Immutable Dev Environment

…of course that SSD would fail under me and wreck my install!

Thankfully I was really disciplined and was carefully keeping my dotfiles repository up-to-date. Coming back to the state I was before that disaster happened should be easy, right?

Well, what ended up happening is that the dotfiles weren’t in sync as expected, there was a bunch of files that were ignored during the backups. Even if I was very careful in keeping that dotfiles repo update, still, there were a lot of unforeseen circumstances:

  • those ignored files were actually important settings
  • worse, I completely forgot that I even used that very obscure package created from an one-off build to solve an immediate need.

Automation with Ansible

I’ve had to solve that problem, and went straight on a quest to automate my development environment setup. A few days later, I’ve had a pretty complete set of ansible scripts, that would install all the packages I needed, clone my dotfiles, and completely setup my environment in a repeatable way…

What I didn’t anticipate is that since setting up a new environment took a pretty good time waiting for ansible to run, I would unconsciously avoid re-creating it frequently, and worse, I ended up installing more stuff after a while. When I went to try using my own scripts, they were completely out-of-sync with what I was currently using at my machine.

Clearly I couldn’t expect I’d be disciplined enough to keep the scripts updated, and at the same time not install new stuff on the environment by simply calling out apt-get install whatever vs editing some random ansible script and re-provisioning my environment.
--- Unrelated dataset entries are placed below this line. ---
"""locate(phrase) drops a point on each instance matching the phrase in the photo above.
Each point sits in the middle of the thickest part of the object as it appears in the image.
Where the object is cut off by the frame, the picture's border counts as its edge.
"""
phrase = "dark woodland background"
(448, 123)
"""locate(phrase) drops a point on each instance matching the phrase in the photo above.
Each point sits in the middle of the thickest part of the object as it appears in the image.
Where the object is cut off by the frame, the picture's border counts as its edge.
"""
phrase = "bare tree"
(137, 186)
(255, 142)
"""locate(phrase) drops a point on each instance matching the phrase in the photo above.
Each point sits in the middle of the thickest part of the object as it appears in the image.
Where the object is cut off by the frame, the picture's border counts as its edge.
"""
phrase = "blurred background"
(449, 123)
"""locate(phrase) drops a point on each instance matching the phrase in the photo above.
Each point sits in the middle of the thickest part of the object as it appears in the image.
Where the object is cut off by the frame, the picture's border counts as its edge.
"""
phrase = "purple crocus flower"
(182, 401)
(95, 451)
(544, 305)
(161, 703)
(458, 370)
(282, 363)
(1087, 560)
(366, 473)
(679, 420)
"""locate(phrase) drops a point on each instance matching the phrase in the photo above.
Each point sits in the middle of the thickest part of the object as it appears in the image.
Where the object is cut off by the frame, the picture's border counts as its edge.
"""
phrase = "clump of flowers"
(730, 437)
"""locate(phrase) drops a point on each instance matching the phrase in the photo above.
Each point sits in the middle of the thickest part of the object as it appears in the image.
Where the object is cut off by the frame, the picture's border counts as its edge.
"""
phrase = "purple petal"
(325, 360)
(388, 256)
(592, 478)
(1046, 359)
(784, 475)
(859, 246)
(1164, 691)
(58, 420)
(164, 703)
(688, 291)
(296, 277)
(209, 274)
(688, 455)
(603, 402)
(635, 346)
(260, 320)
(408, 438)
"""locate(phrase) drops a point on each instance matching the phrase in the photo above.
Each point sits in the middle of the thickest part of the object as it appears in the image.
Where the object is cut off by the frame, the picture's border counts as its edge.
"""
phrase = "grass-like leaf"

Then the worst happened. I’ve had another hardware failure, and here I was again scrambling to remember what the heck I did to start with. The Linux distribution I was using changed the name of some packages, updated some package versions and I wasn’t paying attention. It took me 1 entire day to fix my environment.

Enough is enough.

I was already a pretty heavy docker user. After getting inspired by reading Jess Frazelle’s blog I started moving more and more things I used to small containers. The satisfaction of not having to taint my host install with some random packages was great.

Then it dawned on me: Why not actually set up the whole development inside a docker container?

The Docker Dev Environment

I was already used to running things in docker passing the --rm flag to run, essentially making the container filesystem vanish upon exit. The convenience of mounting both ssh-agent and docker sockets inside my container allowed me to get a lot of work done already.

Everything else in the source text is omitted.